スロットから早めに帰ってきて、12/6に行われたM-1グランプリの録画を見て、若干興奮しながらこの文章を書きはじめる。生で行われる「出し物」を語るとき、どんな人間も必ずはまる落とし穴がある。それは、「解説」をしたくなる、という人間の悪い癖だ。それともうひとつ、特筆すべきは、M-1に限らずありとあらゆる「コンテスト」または「コンペティション」が終わった後、こういう言葉を吐く輩が必ず現れるということ。
「どこがよかったかわからない」と。
不思議なことに、「わかる」という人と、「わからない」という人では、「わからない」という人の方が居丈高になる。それが人間という生き物の習性なのだ。

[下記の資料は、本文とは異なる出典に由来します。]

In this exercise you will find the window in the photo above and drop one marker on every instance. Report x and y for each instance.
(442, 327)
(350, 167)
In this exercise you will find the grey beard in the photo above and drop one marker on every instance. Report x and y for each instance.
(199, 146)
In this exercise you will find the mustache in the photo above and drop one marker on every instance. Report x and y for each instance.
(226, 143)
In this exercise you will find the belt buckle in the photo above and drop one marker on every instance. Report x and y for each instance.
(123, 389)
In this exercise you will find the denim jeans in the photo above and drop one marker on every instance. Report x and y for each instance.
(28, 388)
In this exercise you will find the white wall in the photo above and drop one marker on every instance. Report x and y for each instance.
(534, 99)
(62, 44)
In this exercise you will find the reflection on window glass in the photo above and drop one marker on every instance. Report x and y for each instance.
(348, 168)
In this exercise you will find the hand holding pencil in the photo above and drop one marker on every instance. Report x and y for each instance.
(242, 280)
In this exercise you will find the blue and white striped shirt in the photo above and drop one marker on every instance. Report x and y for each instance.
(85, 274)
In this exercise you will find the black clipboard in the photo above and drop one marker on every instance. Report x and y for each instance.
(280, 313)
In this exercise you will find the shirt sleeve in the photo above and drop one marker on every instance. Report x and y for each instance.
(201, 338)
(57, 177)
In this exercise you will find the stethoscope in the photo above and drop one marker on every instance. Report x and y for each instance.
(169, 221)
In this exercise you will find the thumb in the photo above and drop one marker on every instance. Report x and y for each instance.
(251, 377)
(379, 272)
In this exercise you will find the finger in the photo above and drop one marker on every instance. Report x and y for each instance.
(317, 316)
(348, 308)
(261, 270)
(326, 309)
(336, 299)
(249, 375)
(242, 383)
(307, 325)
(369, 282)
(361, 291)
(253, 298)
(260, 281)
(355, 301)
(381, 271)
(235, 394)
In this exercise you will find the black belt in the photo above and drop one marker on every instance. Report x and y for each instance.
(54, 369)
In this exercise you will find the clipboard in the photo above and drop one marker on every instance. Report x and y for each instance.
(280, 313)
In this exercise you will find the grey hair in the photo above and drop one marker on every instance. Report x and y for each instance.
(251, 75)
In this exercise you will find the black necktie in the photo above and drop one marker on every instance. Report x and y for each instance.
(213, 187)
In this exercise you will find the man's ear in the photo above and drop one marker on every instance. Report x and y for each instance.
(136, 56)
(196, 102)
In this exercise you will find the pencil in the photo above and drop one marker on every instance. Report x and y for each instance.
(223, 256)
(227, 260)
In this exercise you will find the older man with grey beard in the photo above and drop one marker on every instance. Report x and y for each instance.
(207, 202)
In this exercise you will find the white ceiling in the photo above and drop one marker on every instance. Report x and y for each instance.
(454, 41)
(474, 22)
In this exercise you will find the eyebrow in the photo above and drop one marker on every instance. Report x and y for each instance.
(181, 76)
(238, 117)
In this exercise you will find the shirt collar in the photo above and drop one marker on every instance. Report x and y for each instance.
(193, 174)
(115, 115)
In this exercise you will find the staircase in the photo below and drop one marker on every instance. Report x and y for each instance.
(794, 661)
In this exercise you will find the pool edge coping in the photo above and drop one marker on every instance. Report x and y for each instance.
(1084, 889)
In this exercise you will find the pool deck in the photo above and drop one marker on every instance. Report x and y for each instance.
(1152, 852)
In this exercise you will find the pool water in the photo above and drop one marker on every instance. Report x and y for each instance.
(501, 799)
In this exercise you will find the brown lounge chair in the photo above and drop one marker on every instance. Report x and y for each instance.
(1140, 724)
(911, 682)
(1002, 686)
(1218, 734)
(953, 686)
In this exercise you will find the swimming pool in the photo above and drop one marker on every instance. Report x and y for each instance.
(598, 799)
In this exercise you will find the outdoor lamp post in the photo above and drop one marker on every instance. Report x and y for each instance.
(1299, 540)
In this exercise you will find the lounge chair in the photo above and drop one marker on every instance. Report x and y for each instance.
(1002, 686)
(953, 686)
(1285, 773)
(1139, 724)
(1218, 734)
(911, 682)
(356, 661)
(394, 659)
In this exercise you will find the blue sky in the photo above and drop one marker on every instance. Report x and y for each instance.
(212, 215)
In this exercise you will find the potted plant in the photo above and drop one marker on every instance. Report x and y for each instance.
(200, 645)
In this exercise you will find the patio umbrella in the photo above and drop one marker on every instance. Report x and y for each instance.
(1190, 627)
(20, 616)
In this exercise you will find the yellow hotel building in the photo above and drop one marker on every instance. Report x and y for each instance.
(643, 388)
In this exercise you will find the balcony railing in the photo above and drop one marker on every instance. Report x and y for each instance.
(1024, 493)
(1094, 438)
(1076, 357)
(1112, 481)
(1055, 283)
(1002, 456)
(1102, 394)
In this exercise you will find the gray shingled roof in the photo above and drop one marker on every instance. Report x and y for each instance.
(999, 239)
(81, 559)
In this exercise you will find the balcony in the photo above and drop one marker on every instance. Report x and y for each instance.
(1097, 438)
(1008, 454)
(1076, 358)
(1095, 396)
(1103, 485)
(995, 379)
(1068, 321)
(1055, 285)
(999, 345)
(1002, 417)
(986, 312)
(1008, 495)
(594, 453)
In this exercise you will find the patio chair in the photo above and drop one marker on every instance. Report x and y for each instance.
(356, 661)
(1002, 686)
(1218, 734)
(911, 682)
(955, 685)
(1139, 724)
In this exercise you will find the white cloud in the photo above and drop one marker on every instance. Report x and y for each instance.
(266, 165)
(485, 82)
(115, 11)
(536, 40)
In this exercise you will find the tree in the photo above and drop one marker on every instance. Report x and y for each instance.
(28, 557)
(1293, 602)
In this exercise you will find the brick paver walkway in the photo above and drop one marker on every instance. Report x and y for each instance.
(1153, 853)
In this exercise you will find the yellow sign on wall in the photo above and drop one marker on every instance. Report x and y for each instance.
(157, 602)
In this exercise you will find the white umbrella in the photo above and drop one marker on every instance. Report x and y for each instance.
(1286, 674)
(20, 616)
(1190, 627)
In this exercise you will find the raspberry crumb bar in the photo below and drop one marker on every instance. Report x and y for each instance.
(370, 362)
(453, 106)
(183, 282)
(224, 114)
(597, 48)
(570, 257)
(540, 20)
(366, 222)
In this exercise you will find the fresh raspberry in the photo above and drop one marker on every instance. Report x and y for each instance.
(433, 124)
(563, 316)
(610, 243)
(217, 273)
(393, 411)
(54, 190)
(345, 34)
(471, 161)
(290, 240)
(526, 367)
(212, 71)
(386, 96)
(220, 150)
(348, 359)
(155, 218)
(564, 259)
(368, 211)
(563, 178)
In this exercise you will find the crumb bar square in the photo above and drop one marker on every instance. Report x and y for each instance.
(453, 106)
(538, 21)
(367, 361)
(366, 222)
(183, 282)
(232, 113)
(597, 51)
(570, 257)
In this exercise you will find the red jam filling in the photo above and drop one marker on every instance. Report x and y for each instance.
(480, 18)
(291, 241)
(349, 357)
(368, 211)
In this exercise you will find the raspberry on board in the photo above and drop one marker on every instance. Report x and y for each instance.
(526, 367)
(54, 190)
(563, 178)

たとえば味を審査するとき、多くの人はチェック項目を設ける。あるいは最初からチェック項目を渡される。

1、見た目
2、香り
3、食感、舌触り
4、のど越し
5、後味
6、コンセプト

など。

しかし、どんなに美味しい(であろう)料理をシェフがつくったとしても、ニンジンの嫌いな人間にニンジンを出しても高評価は受けられないだろう。チェックするといっても、土台、主観なのだ。だから感想は、必然的に身勝手なものになる。わからない方が立場が上になってしまうのも、むべなるかな。だって俺それ食えねえもん。それを言われたらそこでおしまいなのだ。主観を感覚のメインにしている人間の習性なのである。古来、謙虚という美徳は人間のその習性を縛るものであったが、ネット時代にその美徳は通用しない(あっても目につかない)。主観と主観のぶつかりあいで、それでも審査と審査される側に分かれてショーが成立するのは、審査員が自分の肩書きを担保にしているからだ。何かあったら審査員の問題になる。ワイロなり、審査基準の曖昧さなりが発覚した際は。

ともあれ、5年ぶりに復活したM-1の頂点に立ったのは、敗者復活から上がってきた「トレンディエンジェル」だった。大会のレベルがどうたらこうたらとか、審査方法がどうたらこうたらとか、ジャルジャルの漫才のずらシステム(寿命名)すごかったよね、とか、100本ネタを見せての打率(アベレージ)対決だったら銀シャリだよね、とか、そんなことをぼくが書いたところで何ひとつ面白みがない。ぼくはただのスロ小説家なのだ。

今回ぼくが書きたいのは、ぼくが感じた「トレンディエンジェル」という芸人の秘密である。いったい彼らの何があれほど人を惹きつけたのか? 「ぺ、斉藤さん、ぺ」この、文章にしても面白くもなんともない文言で、何故あのような爆発的な笑いが生まれたのか。

結論を言う。

「江頭2:50」の存在である。彼らの漫才を見たことがない方、あるいは、受け入れることができない、という人はそれを踏まえて見てほしい。芸風が似てるわけじゃない。キャラがかぶる、というわけでもない(髪型以外)、それでも、ああ、エガちゃん……(涙)。

もちろんエガちゃん死んでないよ。死んでないし、(たぶん)彼らは師匠弟子の関係でもなんでもないけど、斉藤さんが何かを言うたびに、いやらしげな含み笑いをするたびに、オーバーなアクションを起こすたびに、彼の顔にエガちゃんがダブって見えるんだよ。セルに向かって片手でかめはめ波を打った孫悟飯のように、ぼくは斎藤さんの向こうに江頭2:50の姿を見ていたのだ。

その結果どういうことが起きたか? 何が起きても倍以上面白いのである。小さいボケでも面白い。一発ギャグも面白い。すべったって面白い。だって斉藤さん、敗者復活で出てきて速攻でネタ飛ばしてたじゃん。ツッコミの彼、名前なんだろう。ええと、たかしさんの沈着冷静なフォローがなかったら終わってたレベルの失態じゃない? でも、それすら面白い。今田をして「緊張していたのか全然わからない」と言わしめたのだ。そんなのって普通、狙ってはできない。というかそんな奇跡は普通起きない。まったく出自の違う芸人が、頭の中でフュージョンするなんて奇跡は。無論、舞台にはその人の持つすべてが出る。栄光の頂点は、才能、何より日々の研鑽の賜物なのだろう。しかし彼らの最大の功績は、伝説と現代を失われた髪で結んだことだ。

ありていに言えば、漫才日本一決定戦の場に笑いの神が降りたのである。これがぼくの主観である。どうだろうか。